Justice or mercy? That is the pressing question in what seems to be a coda in the story of the 1969 Manson family murders. At issue is the request by Susan Atkins, now 60, for compassionate release from prison on the grounds of terminal illness.

Apart from Charles Manson himself, Atkins was the public face of the Manson family during the Tate-LaBianca murder trial. She had bragged about mercilessly stabbing the pregnant Sharon Tate and laughed when details of the murders were presented in court. When she received a death sentence, the verdict seemed particularly appropriate. When her punishment was later changed to life imprisonment with possibility parole, it seemed to be a gross distortion of the justice process. If there was an example of unmerited mercy in the criminal justice system, surely this was it.

I have to admit to an-almost lifelong fascination with the Manson case.  I grew up in Southern California and read Helter Skelter at 13, just seven years after the murders, and it was the only book that ever scared me — and I used to read everything Stephen King wrote.  The bloodthirsty nature of the defendants, especially Atkins, was brought to life by Vincent Bugliosi.  Now I oppose the death penalty, but these defendants certainly were the poster children for its imposition, and Atkins only slightly less than Manson himself.

It was Atkins who killed the pregnant actress Sharon Tate, telling her first that she had no mercy for Tate or her unborn child, which makes her plea for mercy now more than a little ghastly.  Most people feel that she got more than her allotted measure of mercy from the Supreme Court decision that threw out their death-penalty sentences.

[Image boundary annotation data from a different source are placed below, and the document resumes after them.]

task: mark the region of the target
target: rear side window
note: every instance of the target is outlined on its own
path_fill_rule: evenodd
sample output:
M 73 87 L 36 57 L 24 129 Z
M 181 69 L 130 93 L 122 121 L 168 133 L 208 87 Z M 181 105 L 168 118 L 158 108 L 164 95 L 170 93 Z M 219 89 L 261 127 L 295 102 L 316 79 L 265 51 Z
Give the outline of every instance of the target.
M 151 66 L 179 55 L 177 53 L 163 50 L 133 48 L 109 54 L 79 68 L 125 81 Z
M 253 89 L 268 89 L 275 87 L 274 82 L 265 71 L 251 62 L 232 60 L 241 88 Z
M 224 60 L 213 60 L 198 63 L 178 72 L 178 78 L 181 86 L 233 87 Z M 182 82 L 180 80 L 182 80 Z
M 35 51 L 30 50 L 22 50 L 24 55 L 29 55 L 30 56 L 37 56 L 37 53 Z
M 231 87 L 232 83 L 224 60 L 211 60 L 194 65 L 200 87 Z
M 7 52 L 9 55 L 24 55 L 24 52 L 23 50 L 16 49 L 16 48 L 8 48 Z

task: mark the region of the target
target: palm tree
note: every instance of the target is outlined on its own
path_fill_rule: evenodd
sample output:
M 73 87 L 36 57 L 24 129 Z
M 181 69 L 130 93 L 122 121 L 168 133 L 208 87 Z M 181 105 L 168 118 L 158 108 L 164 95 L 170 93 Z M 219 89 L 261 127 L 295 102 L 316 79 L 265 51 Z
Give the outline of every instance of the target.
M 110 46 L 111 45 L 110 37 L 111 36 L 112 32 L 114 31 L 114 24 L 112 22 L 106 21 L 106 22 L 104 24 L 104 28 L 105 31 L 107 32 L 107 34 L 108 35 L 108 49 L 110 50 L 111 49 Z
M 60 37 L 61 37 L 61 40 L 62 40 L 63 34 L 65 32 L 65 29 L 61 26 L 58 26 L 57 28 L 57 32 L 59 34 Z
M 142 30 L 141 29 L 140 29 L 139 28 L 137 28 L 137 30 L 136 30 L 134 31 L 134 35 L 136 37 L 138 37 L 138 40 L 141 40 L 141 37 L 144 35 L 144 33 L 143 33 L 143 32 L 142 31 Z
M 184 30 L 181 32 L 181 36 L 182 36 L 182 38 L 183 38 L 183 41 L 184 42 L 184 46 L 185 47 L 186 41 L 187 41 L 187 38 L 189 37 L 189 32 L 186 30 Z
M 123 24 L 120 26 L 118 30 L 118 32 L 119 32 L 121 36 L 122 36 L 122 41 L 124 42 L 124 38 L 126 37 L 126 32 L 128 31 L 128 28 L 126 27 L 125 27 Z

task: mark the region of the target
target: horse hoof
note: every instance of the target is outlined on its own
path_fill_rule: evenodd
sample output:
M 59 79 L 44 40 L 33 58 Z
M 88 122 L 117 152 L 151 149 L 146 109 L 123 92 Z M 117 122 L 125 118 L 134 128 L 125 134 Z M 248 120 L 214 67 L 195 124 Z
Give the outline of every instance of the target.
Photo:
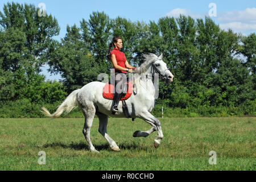
M 159 143 L 159 142 L 155 140 L 155 142 L 154 142 L 154 146 L 155 147 L 155 148 L 158 148 L 160 145 L 160 143 Z
M 133 136 L 133 137 L 137 137 L 137 134 L 140 131 L 136 131 L 134 133 Z
M 112 150 L 114 151 L 120 151 L 120 148 L 119 148 L 118 147 L 113 147 Z

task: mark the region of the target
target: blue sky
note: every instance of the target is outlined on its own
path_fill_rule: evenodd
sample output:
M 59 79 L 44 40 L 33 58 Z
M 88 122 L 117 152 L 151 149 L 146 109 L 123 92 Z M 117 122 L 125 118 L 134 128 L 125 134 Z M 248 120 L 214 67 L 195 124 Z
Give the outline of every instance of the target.
M 188 15 L 193 18 L 204 18 L 208 15 L 211 8 L 208 6 L 214 3 L 216 7 L 216 16 L 212 17 L 222 29 L 232 28 L 236 32 L 243 35 L 256 32 L 256 1 L 219 1 L 219 0 L 2 0 L 0 10 L 7 2 L 32 3 L 36 7 L 40 3 L 46 5 L 46 12 L 51 14 L 58 20 L 60 27 L 59 36 L 60 40 L 64 36 L 68 24 L 79 25 L 80 21 L 84 18 L 88 20 L 93 11 L 104 11 L 110 18 L 118 16 L 131 20 L 132 22 L 150 20 L 157 22 L 164 16 L 176 16 L 180 13 Z M 43 68 L 43 74 L 47 79 L 59 79 L 59 75 L 50 76 Z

In view of her illness, though, the issue is worth discussing.  Prisons have three purposes in modern times: rehabilitation, justice, and public safety in keeping dangerous criminals from harming any more innocents.  Are any of these purposes served by keeping Atkins in prison until she draws her last breath?

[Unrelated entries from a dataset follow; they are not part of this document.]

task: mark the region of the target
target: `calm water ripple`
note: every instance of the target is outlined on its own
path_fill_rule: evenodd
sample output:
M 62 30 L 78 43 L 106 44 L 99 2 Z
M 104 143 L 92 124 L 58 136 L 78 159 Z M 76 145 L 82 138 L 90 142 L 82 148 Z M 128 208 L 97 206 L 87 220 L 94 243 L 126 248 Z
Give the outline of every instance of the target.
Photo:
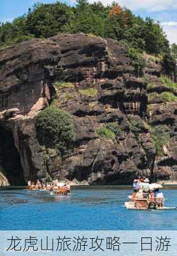
M 74 188 L 76 196 L 0 191 L 1 230 L 177 230 L 177 211 L 127 211 L 130 189 Z M 167 206 L 177 206 L 177 190 L 164 189 Z

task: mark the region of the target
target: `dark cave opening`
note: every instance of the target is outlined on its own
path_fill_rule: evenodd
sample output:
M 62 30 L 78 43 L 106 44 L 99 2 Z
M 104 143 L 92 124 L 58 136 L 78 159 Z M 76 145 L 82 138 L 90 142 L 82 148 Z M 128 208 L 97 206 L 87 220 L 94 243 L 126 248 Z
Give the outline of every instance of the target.
M 11 186 L 25 185 L 20 154 L 11 131 L 0 125 L 0 166 Z

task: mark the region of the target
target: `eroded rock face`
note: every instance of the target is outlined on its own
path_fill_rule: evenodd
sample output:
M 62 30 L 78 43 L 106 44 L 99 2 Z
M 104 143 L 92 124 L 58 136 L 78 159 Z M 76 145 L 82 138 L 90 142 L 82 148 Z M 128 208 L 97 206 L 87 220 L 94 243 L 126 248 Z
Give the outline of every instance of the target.
M 176 105 L 169 109 L 167 104 L 160 114 L 146 111 L 146 83 L 136 77 L 126 49 L 117 42 L 83 34 L 32 40 L 0 51 L 0 128 L 13 134 L 21 182 L 48 173 L 101 184 L 130 184 L 135 177 L 152 178 L 155 173 L 159 179 L 176 175 Z M 161 70 L 148 63 L 145 71 L 159 81 Z M 57 86 L 60 81 L 64 86 Z M 74 122 L 74 148 L 64 159 L 36 139 L 36 113 L 53 102 L 71 113 Z M 156 156 L 148 120 L 171 131 L 166 148 L 170 152 L 163 157 Z M 115 138 L 100 138 L 97 130 L 110 123 L 120 127 Z M 3 157 L 1 154 L 2 163 Z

To hear Schmalz tell it, Atkins has already been rehabilitated.  She has served her sentence as a model prisoner since the mid-1970s, and has posed no danger to herself or others.  Schmalz tends to over-credit the Christian conversion of Atkins — it’s an oft-used ruse by prisoners looking for parole — but let’s assume he’s right and she’s rehabilitated.  That would also indicate that we no longer need to worry that Atkins will resume murdering people in their homes to start race wars on behalf of Manson.

That still leaves justice, however, and it’s pretty hard to argue that Atkins has paid that measure yet.  Atkins was convicted of eight murders, which means she’s served just over 4.5 years for every life she took.  Atkins is both a serial and mass murderer, having committed the eight murders in three separate incidents.  Is 37 years really enough to provide justice for these acts?

And while I oppose the death penalty, I fully support life without parole, although Atkins is eligible for parole thanks to the way the death sentences got dismissed.   Life without parole pretty clearly means that we expect the worst offenders to die in prison, not in the comfort of their homes.  Atkins qualifies as the worst of offenders, and she should not see the light of a free day.

Addendum: I want to make one more point about Christian forgiveness, in line with Schmalz’ essay.  We believe in redemption, of course, but redemption does not exempt people from the temporal consequences of their actions.  Merely going to the confessional, for instance, does not mean a murderer should not receive their just punishment.  Christians hope and pray for the redemption of all souls, including that of Atkins (and Manson, for that matter) — but that essentially remains between Atkins and God and has little to do with the question of release.